The goal of this program, currently called the Data Insights Initiative, is to make much of HHS’s incredible data resources all accessible in one place.

Under the initiative, HHS staff will have access to a kind of one-stop shop where they can access and analyze the Department’s unparalleled data assets faster, easier, and more securely.

I’ll give you just one example of a problem that this initiative is going to help solve.

The strategic lead for HHS’s response to the opioid crisis is Admiral Brett Giroir, our Assistant Secretary for Health.

Since I appointed Admiral Giroir to this role, he has worked tirelessly to ensure that our response is based on the best and most recent data.

The data we need, like overdose deaths, emergency department visits, and the number of providers offering medication-assisted treatment, eventually makes its way to where it needs to go at HHS.

But it comes from a huge and diverse number of sources, such as state and local health departments and other federal agencies.

With this initiative, all of that data will be accessible to our strategic planners in one place, and data sets will be easily analyzed and visualized, no matter where they come from.

We always want our decisions to be based on the best and latest data, and the initiative I’ve described will make doing so much easier.

Whether you work at HHS or not, I encourage you to follow the results of this initiative.

In time, we believe it can be a test case for even more ambitious ways to use data and work with partners outside the walls of HHS.

I want to close by noting that the role I’ve laid out today around data and technology is a redefinition of the role of government in healthcare: government not as a heavy-handed intervener, but as an enabler and catalyst of private sector innovation and competition.

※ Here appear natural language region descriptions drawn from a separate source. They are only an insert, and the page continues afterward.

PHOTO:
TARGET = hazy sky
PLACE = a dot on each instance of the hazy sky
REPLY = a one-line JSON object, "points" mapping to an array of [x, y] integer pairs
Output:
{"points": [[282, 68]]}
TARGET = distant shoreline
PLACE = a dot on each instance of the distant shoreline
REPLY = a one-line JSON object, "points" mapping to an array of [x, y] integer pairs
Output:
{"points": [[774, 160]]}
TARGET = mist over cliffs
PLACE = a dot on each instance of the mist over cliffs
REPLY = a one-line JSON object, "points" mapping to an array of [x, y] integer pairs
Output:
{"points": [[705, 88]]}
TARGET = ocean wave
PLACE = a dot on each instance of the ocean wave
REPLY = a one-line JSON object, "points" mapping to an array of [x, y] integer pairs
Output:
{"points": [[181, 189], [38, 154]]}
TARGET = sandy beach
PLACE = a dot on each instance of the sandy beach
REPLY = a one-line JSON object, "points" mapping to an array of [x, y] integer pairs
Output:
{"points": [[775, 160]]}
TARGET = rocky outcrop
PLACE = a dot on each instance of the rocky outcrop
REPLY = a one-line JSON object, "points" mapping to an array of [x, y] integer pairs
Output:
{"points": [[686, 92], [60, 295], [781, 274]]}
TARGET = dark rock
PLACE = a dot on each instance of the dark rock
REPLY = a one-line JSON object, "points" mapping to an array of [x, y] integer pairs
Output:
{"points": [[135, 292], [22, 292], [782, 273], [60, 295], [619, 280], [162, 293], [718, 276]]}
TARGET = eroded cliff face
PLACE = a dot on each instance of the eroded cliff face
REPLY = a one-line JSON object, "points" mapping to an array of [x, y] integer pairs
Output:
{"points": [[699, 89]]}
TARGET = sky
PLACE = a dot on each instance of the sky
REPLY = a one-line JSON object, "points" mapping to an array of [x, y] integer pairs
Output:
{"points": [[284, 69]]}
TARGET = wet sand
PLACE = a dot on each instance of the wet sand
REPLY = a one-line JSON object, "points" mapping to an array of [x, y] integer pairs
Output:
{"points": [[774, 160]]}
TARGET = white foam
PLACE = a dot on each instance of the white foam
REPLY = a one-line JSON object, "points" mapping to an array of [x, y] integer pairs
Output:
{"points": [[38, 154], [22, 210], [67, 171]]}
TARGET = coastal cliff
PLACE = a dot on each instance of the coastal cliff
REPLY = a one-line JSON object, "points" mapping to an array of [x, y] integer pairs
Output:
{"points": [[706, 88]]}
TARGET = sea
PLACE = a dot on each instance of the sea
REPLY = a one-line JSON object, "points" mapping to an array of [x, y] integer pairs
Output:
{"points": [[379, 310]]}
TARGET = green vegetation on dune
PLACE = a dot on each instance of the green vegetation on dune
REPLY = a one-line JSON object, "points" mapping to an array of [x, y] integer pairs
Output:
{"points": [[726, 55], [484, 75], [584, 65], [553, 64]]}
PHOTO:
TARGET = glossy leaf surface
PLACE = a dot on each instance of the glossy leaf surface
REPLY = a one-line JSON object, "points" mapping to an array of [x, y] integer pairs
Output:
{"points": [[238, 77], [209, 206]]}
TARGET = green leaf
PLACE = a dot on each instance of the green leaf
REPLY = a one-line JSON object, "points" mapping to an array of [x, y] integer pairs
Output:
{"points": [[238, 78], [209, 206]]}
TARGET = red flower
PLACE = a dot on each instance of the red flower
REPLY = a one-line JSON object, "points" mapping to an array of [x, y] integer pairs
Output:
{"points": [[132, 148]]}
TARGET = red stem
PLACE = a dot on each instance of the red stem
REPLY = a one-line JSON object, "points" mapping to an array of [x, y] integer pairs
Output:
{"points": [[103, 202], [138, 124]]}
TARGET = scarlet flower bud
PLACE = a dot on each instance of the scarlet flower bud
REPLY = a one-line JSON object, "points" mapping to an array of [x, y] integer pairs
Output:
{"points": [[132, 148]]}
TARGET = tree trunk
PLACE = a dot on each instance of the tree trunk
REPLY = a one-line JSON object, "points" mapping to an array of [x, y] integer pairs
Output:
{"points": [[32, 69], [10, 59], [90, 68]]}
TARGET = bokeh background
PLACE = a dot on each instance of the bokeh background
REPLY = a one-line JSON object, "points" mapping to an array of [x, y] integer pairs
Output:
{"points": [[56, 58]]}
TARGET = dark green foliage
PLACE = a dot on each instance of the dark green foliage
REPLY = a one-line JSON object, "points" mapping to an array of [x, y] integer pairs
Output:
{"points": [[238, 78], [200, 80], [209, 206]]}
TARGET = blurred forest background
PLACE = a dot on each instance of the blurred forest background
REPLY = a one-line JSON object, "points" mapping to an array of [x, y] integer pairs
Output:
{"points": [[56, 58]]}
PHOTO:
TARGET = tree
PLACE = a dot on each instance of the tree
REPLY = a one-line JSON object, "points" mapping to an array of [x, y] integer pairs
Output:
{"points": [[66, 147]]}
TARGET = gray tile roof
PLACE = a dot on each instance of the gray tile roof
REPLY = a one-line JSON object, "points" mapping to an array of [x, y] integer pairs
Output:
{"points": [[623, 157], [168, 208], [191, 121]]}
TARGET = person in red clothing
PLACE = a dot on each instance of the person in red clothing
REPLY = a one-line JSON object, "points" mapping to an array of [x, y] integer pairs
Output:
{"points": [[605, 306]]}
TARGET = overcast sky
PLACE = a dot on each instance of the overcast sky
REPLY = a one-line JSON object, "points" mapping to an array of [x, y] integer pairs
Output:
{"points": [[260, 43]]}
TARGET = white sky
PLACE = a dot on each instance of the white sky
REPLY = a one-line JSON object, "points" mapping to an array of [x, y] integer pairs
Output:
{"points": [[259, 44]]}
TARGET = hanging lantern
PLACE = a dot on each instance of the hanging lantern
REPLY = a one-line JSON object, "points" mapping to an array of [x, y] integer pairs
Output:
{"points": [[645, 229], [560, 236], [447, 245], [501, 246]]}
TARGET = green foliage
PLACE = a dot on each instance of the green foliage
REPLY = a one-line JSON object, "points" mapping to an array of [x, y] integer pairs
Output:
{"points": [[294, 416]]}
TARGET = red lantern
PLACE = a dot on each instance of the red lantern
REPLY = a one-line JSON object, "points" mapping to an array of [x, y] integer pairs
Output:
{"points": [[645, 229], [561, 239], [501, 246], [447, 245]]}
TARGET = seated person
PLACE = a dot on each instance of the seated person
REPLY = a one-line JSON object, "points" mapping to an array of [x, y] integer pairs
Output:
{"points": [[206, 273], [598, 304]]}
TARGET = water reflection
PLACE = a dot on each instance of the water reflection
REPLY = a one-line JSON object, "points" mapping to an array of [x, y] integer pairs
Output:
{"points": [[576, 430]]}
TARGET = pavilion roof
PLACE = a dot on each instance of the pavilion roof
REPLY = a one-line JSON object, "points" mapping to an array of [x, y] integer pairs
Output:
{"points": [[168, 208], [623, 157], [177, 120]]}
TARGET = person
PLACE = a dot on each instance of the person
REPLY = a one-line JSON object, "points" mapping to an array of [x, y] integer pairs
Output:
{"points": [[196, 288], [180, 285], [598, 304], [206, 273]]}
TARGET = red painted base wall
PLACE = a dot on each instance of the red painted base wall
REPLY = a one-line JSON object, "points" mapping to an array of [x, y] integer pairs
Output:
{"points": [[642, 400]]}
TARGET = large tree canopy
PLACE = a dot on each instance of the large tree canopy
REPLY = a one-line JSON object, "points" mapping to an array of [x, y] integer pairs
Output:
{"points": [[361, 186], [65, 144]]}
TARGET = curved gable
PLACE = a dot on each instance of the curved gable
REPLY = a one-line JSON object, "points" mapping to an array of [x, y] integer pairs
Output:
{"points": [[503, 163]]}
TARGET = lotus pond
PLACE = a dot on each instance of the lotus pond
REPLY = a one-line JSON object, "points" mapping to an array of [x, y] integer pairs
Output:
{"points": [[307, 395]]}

This can deliver a completely different kind of healthcare system: where you, as the patient, are at the center and in control, with seamless access to the data you need to make decisions with your healthcare provider.

That is the kind of personalized system that President Trump has promised the American people—and it will be a more affordable, higher quality system, too.

Such a system isn’t the stuff of science fiction. As you all know, we certainly have the technology to make it happen. We’re working to make it a reality every day at HHS, and I know many of you are hard at work on the same goal.

So thank you again for being here today, and I look forward to working with all of you in the years to come.